Operant conditioning- its Reinforcement & Schedules in easy words

Operant conditioning

In this lesson, you will learn about another form of associative learning called operant conditioning. The experiments of B.F. Skinner will be discussed and the concepts of reinforcement and punishment will be explored. Different procedures for using reinforcement as well as the timing of reinforcement will also be explained.

What is Operant Conditioning?

Operant conditioning is a form of associative learning, like classical conditioning, except that in operant conditioning there is an association
with consequences.

Operant conditioning always involves behaviour that is either reinforced or punished. One of the first people to study this kind of learning was Edward Thorndike. He put forth the Law of Effect which states that:

The Law of Effect in operant conditioning

Thorndike conducted a series of experiments using a cat in a puzzle box. The hungry cat was locked in a cage next to its food. The cat had to get out of the cage in order to get to the food. He found that, in time, the cat learned the new behaviour by connecting the stimulus with the response.

Thorndike puzzle box

He put forth the Law of Effect which states that:

  • If the consequences of the behaviour are pleasant, the stimulus-response connection will be strengthened and the likelihood of the behaviour will increase.
  • If the consequences of the behaviour are unpleasant, the stimulus-response connection will weaken and the likelihood of the behaviour will decrease.

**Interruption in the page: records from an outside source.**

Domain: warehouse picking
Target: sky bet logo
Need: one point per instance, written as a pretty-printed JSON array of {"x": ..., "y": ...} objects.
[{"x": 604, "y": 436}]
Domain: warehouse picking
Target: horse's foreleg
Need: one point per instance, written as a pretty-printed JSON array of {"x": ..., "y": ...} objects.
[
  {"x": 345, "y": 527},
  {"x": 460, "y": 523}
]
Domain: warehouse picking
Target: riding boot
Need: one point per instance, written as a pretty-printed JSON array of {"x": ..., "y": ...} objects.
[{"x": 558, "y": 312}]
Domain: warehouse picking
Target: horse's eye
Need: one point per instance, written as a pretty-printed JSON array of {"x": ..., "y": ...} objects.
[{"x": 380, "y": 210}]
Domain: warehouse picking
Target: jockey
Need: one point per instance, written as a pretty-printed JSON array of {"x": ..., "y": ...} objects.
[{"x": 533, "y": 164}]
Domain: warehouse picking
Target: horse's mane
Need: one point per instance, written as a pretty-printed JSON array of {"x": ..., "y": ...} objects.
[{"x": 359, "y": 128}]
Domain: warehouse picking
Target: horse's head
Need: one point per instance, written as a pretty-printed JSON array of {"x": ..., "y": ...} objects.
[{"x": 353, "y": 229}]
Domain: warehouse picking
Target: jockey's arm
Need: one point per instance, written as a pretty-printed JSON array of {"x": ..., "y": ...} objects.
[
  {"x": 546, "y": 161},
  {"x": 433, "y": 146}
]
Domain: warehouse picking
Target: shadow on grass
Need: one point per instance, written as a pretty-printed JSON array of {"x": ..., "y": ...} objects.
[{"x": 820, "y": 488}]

Thorndike’s work set the stage for the work of B.F. Skinner. In his studies, he designed a chamber, called a Skinner box. The box had a bar or button that an animal pressed to release food or water.

skinner box

Two important concepts used by Skinner in operant conditioning are reinforcement and punishment.

  • Reinforcement is any consequence that increases the likelihood of a specific behaviour.
  • Punishment is any consequence that decreases the likelihood of a specific behaviour.

Reinforcement in Operant Conditioning

There are many types of reinforcement and there are also many schedules of reinforcement. This refers to whether the reinforcement should happen continuously or partially. Let’s begin with the types of reinforcement. Reinforcement can be:

  • positive or negative
  • immediate or delayed
  • primary or secondary

Remember that reinforcement strengthens a behaviour making it more likely to occur again.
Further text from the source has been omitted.